Maßnahmenplan der S-Bahn und der Stadt Hamburg

Längst überfällig, leider inhaltslos...

Mann vor Whiteboard
Mann vor Whiteboard (Symbolbild) - Bildnachweis: StartupStockPhotos / Pixabay

Am 16. November 2019 hat die S-Bahn in ihrem Magazin ganz stolz verkündet, dass sie in Zusammenarbeit mit Politik und den Häuptlingen der DB beim Arbeitstreffen „Runder Tisch – Qualität und Pünktlichkeit der DB in Hamburg“ einen Maßnahmenplan verabschiedet hat. So weit, so überfällig.

S-Bahn gibt sich problembewusst

Klar ist, dass wir die Betriebsqualität weiter verbessern wollen. Dafür setzen sich die Verantwortlichen aus Politik und der Deutschen Bahn zusammen, um schnelle und effektive Lösungsansätze zu erarbeiten.

Maßnahmenplan mit der Stadt Hamburg

Okay, die S-Bahn hat also endlich eingestanden, dass so einiges im Argen liegt – immerhin. Bis vor kurzem hat Kay Uwe Arnecke, Geschäftsführer der Hamburger S-Bahn, in Interviews immer noch gern behauptet, dass die Hamburger S-Bahn „traditionell eine der pünktlichsten in Deutschland“ sei. Jeder Pendler, der auf die S-Bahn angewiesen ist, würde das mit Herrn Arnecke sicherlich gern mal persönlich diskutieren wollen…

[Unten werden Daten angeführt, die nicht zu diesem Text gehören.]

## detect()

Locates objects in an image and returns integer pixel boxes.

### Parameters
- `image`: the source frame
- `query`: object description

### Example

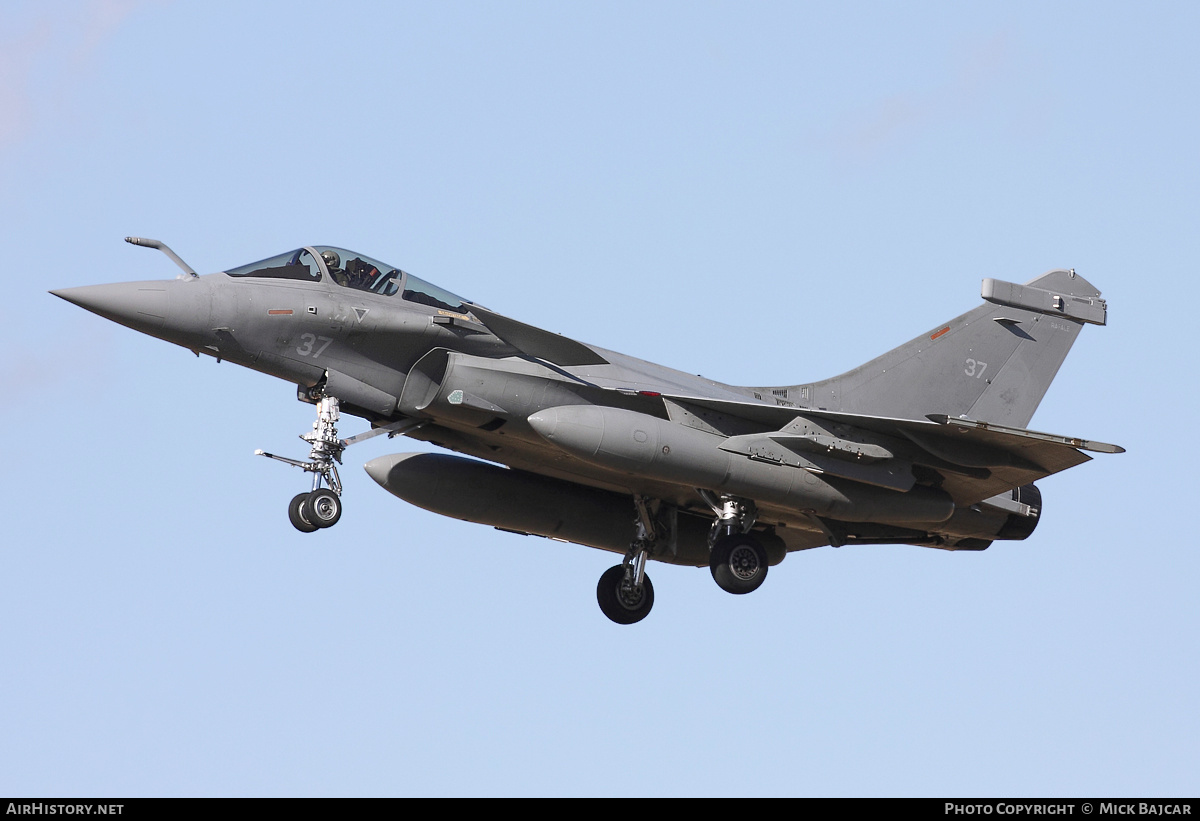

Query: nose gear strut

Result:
[254,396,349,533]
[254,394,425,533]
[596,496,667,624]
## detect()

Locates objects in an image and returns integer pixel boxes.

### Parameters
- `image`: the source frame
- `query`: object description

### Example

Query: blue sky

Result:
[0,0,1200,796]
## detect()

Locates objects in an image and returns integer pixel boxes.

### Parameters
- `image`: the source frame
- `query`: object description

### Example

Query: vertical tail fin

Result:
[767,270,1106,427]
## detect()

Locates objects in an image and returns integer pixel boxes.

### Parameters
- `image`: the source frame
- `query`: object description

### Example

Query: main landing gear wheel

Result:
[708,534,767,595]
[596,564,654,624]
[288,493,317,533]
[300,487,342,527]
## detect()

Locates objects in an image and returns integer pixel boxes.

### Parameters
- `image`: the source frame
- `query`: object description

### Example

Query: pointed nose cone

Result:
[362,454,427,493]
[50,282,167,335]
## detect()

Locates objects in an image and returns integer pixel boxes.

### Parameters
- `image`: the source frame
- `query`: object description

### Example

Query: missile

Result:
[364,454,715,567]
[528,404,954,523]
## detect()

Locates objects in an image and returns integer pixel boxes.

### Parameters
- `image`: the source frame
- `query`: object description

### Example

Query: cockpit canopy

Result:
[226,245,468,313]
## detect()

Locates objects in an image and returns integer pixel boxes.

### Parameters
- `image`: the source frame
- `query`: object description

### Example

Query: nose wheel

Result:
[254,396,348,533]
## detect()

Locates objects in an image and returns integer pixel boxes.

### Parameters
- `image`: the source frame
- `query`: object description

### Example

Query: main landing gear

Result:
[701,492,767,595]
[596,496,659,624]
[254,396,348,533]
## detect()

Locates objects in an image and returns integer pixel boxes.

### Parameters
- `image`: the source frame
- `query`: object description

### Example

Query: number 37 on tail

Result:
[52,238,1122,624]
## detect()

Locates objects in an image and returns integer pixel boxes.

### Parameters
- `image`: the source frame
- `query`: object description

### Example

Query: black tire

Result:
[300,487,342,527]
[708,534,767,595]
[288,493,317,533]
[596,564,654,624]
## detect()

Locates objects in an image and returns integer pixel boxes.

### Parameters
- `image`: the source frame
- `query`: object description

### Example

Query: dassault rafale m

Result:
[50,238,1123,624]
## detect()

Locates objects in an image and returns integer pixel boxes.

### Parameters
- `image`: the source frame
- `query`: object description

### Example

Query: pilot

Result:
[320,250,350,286]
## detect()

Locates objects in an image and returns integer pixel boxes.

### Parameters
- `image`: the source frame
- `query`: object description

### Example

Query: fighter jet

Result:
[50,238,1123,624]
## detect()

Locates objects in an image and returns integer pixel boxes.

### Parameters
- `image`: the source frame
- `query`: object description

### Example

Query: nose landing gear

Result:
[254,396,348,533]
[596,496,664,624]
[701,491,767,595]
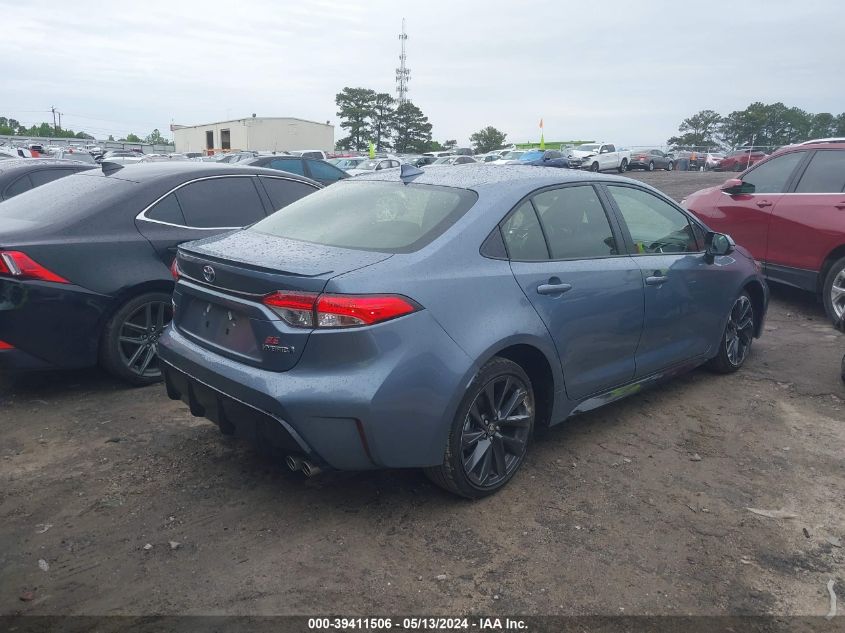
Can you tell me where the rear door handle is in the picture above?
[537,284,572,295]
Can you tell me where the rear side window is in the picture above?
[607,185,700,255]
[502,201,549,262]
[176,176,264,228]
[260,176,317,211]
[308,160,346,180]
[146,193,185,226]
[0,169,134,226]
[533,186,616,259]
[269,158,305,176]
[3,174,32,198]
[742,152,807,193]
[795,150,845,193]
[249,180,478,253]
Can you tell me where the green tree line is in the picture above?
[667,101,845,147]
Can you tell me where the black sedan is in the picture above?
[0,158,96,200]
[628,149,675,171]
[0,161,321,385]
[239,155,349,185]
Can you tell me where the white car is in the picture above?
[345,158,400,176]
[569,143,631,174]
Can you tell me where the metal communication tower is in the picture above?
[396,18,411,105]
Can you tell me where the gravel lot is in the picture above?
[0,172,845,615]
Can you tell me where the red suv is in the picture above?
[684,139,845,321]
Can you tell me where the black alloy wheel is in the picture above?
[710,292,754,373]
[100,292,173,385]
[426,358,535,499]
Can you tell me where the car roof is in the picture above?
[353,162,642,193]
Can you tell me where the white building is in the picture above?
[170,117,334,153]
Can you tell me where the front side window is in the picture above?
[533,185,617,259]
[742,152,807,193]
[249,180,478,253]
[502,200,549,262]
[176,176,264,228]
[607,185,704,255]
[795,150,845,193]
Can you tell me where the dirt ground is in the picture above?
[0,173,845,615]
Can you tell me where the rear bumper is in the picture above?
[159,310,473,470]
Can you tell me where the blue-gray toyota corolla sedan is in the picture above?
[159,165,768,498]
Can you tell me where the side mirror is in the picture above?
[704,231,736,264]
[720,178,755,196]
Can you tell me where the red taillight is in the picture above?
[317,295,417,327]
[264,292,419,328]
[0,251,70,284]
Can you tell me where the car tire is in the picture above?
[100,292,173,386]
[822,257,845,323]
[708,292,754,374]
[425,357,535,499]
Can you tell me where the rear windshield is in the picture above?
[247,181,478,253]
[0,170,134,225]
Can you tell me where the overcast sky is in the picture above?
[0,0,845,145]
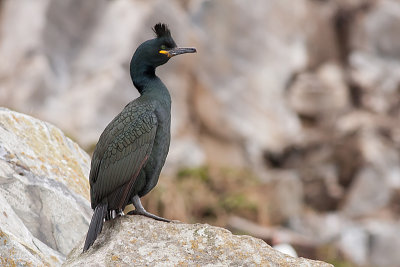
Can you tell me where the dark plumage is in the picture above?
[83,23,196,251]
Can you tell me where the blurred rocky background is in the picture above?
[0,0,400,266]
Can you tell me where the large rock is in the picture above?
[64,216,331,266]
[0,108,91,265]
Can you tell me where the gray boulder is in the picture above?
[0,108,91,266]
[64,216,332,266]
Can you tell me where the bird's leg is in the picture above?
[117,209,125,216]
[128,195,171,222]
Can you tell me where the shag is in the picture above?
[83,23,196,252]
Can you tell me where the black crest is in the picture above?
[153,23,171,38]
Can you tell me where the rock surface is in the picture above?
[0,108,91,266]
[0,0,400,267]
[64,216,332,267]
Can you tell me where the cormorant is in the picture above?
[83,23,196,252]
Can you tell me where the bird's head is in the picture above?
[131,23,196,68]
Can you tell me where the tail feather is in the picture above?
[83,203,108,252]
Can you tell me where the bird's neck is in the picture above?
[131,65,171,103]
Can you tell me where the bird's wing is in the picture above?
[89,104,158,208]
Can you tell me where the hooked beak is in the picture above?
[158,47,196,57]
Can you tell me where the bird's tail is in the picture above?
[83,203,108,252]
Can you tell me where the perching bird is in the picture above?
[83,23,196,251]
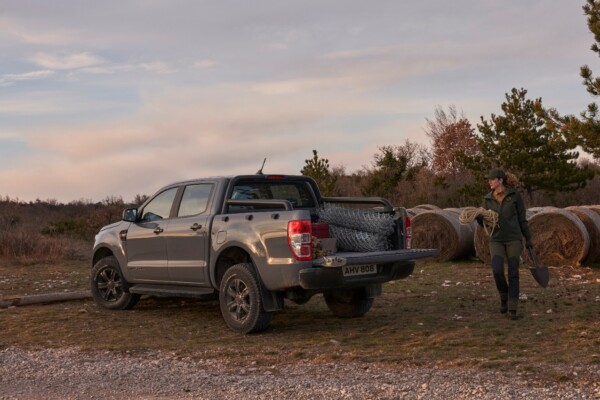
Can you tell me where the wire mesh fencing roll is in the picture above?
[318,203,395,252]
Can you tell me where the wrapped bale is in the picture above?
[529,207,590,266]
[412,210,473,261]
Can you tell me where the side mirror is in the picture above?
[123,208,137,222]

Nun haben die Herrschaften aus Politik- und Bahn-Kreisen also diesen Maßnahmenplan entwickelt. Und sind darauf sehr stolz. Und reiben dem auch gerne jedem unter die Nase, der etwas an der S-Bahn auszusetzen hat. Und haben in dem Plan eigentlich nichts konkretes festgehalten…

Was steht da eigentlich drin?

Das ist genau das Problem: eigentlich nichts. Dieser „Plan“ ist in Wirklichkeit nichts anderes, als eine reine Willensbekundung… Man ist sich der Probleme bewusst, man will was dagegen tun, man plant etwas…

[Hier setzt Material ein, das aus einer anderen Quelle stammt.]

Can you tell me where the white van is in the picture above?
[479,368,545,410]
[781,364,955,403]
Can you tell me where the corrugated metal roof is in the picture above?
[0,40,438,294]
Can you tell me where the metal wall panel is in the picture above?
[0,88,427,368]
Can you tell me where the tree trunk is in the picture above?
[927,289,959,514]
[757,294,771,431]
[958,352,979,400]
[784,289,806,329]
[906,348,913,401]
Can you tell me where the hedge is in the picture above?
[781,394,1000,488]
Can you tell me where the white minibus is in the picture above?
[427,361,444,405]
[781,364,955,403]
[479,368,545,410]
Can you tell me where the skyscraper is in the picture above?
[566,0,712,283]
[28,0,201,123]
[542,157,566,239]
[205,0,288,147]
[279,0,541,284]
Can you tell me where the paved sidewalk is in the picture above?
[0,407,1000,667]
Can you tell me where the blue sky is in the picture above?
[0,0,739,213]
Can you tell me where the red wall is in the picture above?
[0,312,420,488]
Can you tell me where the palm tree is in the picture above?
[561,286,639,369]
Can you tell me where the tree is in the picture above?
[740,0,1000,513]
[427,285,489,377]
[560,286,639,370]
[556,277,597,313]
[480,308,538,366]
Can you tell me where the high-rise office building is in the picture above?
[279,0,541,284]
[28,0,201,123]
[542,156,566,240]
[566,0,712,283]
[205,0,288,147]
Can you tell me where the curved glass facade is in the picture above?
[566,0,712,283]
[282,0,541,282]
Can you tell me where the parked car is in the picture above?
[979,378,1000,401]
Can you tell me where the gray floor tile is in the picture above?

Was die Verantwortlichen aber schuldig bleiben, sind konkrete, nachvollzieh- und messbare Ansätze.

Schnelle Hilfe bei Störungen

An erster Stelle berichten die Verantwortlichen von einer „schnellen Eingreiftruppe“. Klingt ganz nett, aber es fehlt konkretes: Wo? Wie? Zu welchen Zeiten? Zuständig für was? Diese Informationen fehlen komplett.

„Ab sofort“, also seit November 2019, wolle man diesen Trupp bereitstellen. Zu merken ist davon aber nichts: immer noch massenhaft „defekte Weichen“, „gestörte Bahnübergänge“ oder „blockierte Türen“ als Begründung für die täglich mehrfachen Verspätungen, Störungen und Ausfälle.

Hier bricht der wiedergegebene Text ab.